We had 10+ video websites simultaneously before YouTube. The videos were all lower quality, limited in length, and obviously no revenue share. Only YouTube grew out of them to become YouTube and it was because of a superior product.
>This is the most heinous of all because it's the insidious linchpin behind Google's evil empire.
Google didn't make me switch to Chrome, Mozilla did. One day they decided to rework the UI, which broke my add-ons. And then they decided that I'm not allowed to use my own add-ons without permission from Mozilla.
Using my own add-ons with Chrome (or chromium-based browsers) was no problem.

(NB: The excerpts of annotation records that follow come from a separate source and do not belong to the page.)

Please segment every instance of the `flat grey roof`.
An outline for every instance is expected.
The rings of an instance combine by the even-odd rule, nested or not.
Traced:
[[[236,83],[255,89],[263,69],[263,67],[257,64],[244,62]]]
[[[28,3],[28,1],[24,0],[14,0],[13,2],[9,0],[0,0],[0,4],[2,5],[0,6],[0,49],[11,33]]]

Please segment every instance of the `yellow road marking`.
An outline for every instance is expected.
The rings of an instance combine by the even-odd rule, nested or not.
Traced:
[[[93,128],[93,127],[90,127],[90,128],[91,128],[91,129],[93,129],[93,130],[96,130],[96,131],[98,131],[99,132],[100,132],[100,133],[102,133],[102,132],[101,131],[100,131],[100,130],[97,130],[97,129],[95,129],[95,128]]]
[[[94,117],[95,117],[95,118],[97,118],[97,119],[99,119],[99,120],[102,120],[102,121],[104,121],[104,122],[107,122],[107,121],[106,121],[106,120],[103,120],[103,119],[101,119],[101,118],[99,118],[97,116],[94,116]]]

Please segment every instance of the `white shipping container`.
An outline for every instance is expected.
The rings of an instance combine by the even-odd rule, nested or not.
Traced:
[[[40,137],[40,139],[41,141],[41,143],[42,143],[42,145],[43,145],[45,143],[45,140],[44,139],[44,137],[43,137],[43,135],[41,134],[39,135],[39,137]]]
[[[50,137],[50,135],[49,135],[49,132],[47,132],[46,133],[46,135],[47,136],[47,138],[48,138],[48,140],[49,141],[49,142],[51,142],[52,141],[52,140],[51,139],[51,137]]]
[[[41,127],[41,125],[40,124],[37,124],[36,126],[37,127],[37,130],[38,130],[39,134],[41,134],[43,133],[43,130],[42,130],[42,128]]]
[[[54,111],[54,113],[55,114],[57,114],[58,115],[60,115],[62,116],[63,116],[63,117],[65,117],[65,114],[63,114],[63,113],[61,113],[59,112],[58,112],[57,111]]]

Also, Mozilla mucked up the mobile browser thing themselves. Their scroll felt extremely wrong to use for years. Every other application on my phone scrolled in one way, but somehow Firefox did not. Eventually they fixed it, but that took a long time.
I'm not opposed to using Firefox, but they themselves pushed me away.
>Brave can and will easily fill this void when Google is forced out.
You think Google is going to continue building Chromium if they can't have Chrome?
???
>Microsoft, Yahoo. You used to be able to run your own before Google platformized email.
So one tech giant instead of the other? What's the difference?
>Yes. Apple Maps is shockingly good. Turns out competition is good.
Great if you're in the apple ecosystem, I guess, but that's, again, switching from one tech giant to another. In this case it would be switching into a company known for building walled-gardens. I don't see how this would improve the situation at all.
>I don't expect consumers to understand this, but I do expect regulators to get it. And I want more regulators to take up the mantle against Google.
Get what? That regulators should go after one tech giant so that their customers are forced to swap to the products of... other tech giants?
I'm not here to defend Google, but I feel like you might want to think about this some more. Your answers basically just suggested other tech giants or Brave (which relies on Google still contributing to chromium). Being stuck in Apple's walled garden doesn't sound great to me considering how expensive all their stuff is.
There definitely isn't a YouTube replacement. You might say that there are video sites and that's true, but there aren't any that also offer 55% of the revenue to the creator, let alone that being enough to really have a creator economy.
Most browsers these days are Chromium based or are essentially funded by these big tech companies (eg Mozilla).
Google search and translate do have alternatives, especially these days with LLMs doing a lot of the latter.
What are some of the free email providers? I'm genuinely curious, because I know some exist, but I'm unfamiliar with most of them.
Are the free Maps alternatives good?